La Tercera Ola.
¿En verdad las guerras pasadas solo fueron por ideales y tierras?

El autor del libro la "Tercera Ola" en su segundo capitulo plantea que cuando el boom de la segunda ola "Industrialización" llego a el siglo XVIII y choco con la primera ola "El sistema agrícola" en las diferentes naciones y regiones se desataron guerras que no solo fueron de la índole de ideales independentistas ni por conquistar tierras, si se puede decir que para conquistar tierras pero no del lado que todos conocemos sino que también se jugo por el terreno de los primitivos (Los de la primera ola) y los civilizados (Los de la segunda ola) que luchaban por quien iba a tener el poder y que sistema se implementaría en esas tierras.

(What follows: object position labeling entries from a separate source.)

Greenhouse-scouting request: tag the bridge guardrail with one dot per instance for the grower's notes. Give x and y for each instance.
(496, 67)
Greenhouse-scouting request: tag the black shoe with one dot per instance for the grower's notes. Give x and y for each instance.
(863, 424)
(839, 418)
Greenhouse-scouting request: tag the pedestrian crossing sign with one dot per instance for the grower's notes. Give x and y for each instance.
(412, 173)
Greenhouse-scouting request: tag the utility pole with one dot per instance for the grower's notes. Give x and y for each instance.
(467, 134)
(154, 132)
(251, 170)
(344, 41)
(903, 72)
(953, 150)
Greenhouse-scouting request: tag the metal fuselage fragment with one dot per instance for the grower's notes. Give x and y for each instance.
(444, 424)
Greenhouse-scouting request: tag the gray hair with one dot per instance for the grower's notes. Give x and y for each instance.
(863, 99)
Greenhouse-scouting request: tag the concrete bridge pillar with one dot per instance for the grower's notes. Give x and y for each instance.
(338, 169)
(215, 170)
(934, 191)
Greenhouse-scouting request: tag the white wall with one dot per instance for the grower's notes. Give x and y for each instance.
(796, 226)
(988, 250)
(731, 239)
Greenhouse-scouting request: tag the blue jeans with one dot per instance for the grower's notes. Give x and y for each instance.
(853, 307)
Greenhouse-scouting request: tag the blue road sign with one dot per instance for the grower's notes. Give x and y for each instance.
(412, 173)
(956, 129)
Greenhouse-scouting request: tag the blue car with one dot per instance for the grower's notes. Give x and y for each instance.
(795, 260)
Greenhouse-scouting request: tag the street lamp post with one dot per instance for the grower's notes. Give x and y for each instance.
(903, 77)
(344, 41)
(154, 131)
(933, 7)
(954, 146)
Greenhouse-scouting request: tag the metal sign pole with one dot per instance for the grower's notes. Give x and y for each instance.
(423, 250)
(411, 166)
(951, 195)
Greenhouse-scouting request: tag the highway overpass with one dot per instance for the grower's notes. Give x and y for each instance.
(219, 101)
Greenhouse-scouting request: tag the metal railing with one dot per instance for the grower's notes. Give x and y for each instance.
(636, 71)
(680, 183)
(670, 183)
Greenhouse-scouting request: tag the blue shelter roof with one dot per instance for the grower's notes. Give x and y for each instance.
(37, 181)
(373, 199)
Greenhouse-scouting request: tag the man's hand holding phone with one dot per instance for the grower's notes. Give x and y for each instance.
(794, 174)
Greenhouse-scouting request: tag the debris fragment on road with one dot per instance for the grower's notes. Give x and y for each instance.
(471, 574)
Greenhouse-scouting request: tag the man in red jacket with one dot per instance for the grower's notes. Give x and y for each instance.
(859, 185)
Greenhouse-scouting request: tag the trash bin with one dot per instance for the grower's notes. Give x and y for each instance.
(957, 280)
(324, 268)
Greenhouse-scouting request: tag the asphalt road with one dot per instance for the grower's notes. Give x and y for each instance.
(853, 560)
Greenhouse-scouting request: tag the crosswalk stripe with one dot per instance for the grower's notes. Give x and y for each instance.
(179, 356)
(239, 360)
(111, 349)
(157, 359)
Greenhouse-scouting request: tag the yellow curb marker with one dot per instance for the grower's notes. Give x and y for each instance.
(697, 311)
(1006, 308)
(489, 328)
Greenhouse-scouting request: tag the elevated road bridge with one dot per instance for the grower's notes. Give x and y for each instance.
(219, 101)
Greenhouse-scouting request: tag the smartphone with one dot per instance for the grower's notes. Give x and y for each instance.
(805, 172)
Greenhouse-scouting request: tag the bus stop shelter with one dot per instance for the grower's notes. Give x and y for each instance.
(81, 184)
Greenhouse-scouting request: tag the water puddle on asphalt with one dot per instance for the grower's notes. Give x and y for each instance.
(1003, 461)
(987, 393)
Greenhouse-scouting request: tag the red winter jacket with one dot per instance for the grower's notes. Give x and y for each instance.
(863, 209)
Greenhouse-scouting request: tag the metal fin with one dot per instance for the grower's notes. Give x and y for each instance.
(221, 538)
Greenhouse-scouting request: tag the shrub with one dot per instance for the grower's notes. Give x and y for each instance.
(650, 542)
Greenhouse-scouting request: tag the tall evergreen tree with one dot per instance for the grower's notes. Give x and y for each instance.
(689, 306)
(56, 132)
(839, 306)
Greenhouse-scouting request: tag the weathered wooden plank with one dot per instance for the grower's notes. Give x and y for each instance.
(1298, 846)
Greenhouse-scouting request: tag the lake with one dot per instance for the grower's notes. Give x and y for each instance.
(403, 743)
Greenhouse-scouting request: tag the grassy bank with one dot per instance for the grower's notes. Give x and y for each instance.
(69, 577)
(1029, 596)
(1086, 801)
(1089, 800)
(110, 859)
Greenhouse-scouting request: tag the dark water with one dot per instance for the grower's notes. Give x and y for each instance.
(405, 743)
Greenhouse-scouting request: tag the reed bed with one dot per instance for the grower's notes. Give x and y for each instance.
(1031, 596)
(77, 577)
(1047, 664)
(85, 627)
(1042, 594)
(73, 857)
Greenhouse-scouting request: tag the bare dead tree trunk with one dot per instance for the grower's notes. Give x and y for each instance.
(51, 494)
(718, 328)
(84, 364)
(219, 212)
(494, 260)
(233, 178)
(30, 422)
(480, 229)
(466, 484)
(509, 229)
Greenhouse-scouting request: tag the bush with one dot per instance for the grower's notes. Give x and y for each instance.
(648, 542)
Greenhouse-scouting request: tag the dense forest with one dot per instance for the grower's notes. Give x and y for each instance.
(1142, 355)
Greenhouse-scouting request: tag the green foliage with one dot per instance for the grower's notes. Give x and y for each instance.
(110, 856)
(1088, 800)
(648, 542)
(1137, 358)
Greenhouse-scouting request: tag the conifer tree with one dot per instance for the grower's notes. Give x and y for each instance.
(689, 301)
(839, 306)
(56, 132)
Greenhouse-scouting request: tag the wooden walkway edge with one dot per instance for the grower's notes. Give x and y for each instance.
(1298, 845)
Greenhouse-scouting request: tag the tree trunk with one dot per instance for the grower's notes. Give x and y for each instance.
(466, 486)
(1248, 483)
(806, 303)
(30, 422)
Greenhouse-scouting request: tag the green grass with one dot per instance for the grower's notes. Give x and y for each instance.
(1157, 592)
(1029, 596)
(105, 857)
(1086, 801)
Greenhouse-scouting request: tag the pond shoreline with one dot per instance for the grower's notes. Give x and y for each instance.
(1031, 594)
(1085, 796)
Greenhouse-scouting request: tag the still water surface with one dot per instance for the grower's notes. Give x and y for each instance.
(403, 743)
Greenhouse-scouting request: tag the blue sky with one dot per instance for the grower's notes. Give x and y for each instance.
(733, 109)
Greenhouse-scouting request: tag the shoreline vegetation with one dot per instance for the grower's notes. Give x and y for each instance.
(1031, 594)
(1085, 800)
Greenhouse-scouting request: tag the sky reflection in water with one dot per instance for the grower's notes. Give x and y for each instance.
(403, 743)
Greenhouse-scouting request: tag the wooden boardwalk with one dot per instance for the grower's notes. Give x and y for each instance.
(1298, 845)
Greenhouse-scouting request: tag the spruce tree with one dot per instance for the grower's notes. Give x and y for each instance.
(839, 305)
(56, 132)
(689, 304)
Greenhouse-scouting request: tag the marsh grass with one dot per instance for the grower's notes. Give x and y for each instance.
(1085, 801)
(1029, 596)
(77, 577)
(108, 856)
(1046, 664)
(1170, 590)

Como ya sabemos muchos en la antigua época, se oponían a la industrialización y a las consecuencias que estas traerían a la mano de obra humana y a el sistema ya implementado con la primera ola. Por lo que podemos ver un ejemplo como el de la "Guerra Civil de los Estado Unidos".
La guerra civil norteamericana no se libró exclusivamente, como muchos creían, por la cuestión moral de
la esclavitud ni por cuestiones económicas tan mezquinas como la relativa a los aranceles. Se libró por una
cuestión de alcance mucho mayor: ¿Iba a ser gobernado el Nuevo Continente por los granjeros o por los
industrializadores, por las fuerzas de la primera ola o por las de la segunda? ¿Iba a ser la futura sociedad
americana fundamentalmente agrícola o industrial? Cuando los ejércitos del Norte vencieron, la suerte quedó
echada. La industrialización de los Estados Unidos estaba asegurada. A partir de ese momento, en política y
en la vida social y cultural, la agricultura fue batiéndose en retirada y comenzó a ganar preponderancia la
industria. La primera ola fue perdiendo ímpetu mientras avanzaba, pujante, la segunda.
En lo que vemos que al final gano la industrialización y se fue propagando por todas las regiones del mundo, hasta invadirla por completa y así empezar la modernización dando paso a lo que hoy conocemos con los avances tecnológicos.
¿Curiosa perspectiva la del autor, verdad?